Current-transport mechanisms in gold/polypyrrole/n-silicon Schottky barrier diodes in the temperature range of 110-360Â K

In this study, Au/polypyrrole/n-Si metal-polymer-semiconductor (MPS) Schottky barrier diode (SBD) was fabricated by using a spin coating system for formation of polypyrrole (PPy) organic layer and a thermal evaporation system for deposition of metal contacts. The forward bias current-voltage-temperature (I-V-T) characteristics of the diode were investigated in the temperature range of 110-360 K. The some main electrical parameters such as the zero-bias barrier height (Φbo), ideality factor (n), and effective barrier height (Φbef) were found as function temperature. The experimental results show that the I-V-T characteristics have a non-linear behavior especially due to the effect of series resistance (Rs) and interfacial polymer layer by resulting a higher n value of 3.09 larger than unity (n>1).
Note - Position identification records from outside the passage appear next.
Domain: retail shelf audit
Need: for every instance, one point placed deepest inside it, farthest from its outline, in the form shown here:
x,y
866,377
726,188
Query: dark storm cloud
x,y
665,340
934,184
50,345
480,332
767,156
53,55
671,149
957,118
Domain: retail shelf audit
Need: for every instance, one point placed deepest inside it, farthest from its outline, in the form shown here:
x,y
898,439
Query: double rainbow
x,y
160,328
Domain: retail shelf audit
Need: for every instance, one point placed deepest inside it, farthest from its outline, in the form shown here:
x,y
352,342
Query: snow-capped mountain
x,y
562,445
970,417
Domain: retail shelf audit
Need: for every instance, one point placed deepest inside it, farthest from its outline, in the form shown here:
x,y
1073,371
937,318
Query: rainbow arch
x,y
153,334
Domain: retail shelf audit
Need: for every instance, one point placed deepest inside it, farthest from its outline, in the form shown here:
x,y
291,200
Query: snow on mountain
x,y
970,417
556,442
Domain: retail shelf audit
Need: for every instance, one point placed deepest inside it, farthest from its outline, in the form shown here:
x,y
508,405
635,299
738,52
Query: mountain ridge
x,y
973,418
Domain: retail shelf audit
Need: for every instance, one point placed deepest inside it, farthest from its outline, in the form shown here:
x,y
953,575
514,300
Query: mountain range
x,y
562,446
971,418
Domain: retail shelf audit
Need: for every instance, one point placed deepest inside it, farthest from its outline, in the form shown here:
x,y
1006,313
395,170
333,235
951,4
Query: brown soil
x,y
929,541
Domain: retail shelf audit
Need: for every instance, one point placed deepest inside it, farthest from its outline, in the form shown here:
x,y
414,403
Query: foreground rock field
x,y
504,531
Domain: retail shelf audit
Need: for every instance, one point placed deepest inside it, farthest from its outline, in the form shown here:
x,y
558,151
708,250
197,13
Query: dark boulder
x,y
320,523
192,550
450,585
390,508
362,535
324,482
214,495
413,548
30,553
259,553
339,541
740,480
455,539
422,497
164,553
While the value of Φbo increases, n decreases with increasing temperature and such changes in Φbo and n with temperature was attributed to the presence of saddle point or pinch-off at around mean BH value (Φ¯bo) at M/S interface. The value of Richardson constant (A⁎) was obtained from the slope of conventional Richardson plot, ln(I0/T2) vs (q/kT) as 1.395×10−8 A/cm2 K2 which is much lower than the known theoretical value of 112 A/cm2 K2 for n-Si. The Φ¯bo and standard deviation (σ0) were obtained from the intercept and slope of Φbo vs q/kT plot as 1.146 eV and 0.13 V. Thus, the Φ¯bo and effective value of A⁎ were obtained as 1.078 eV and 113.03 A/cm2 K2 from the modified Richardson plot. The obtained experimental value of A⁎ is in a good agreement with the theoretical value of 112 A/cm2 K2 for n-Si. As a result, current transport mechanism (CTM) in MPS type SBD can be successfully explained on the basis of thermionic emission (TE) theory with Gaussian distribution (GD) of barrier heights (BHs) around Φ¯bo.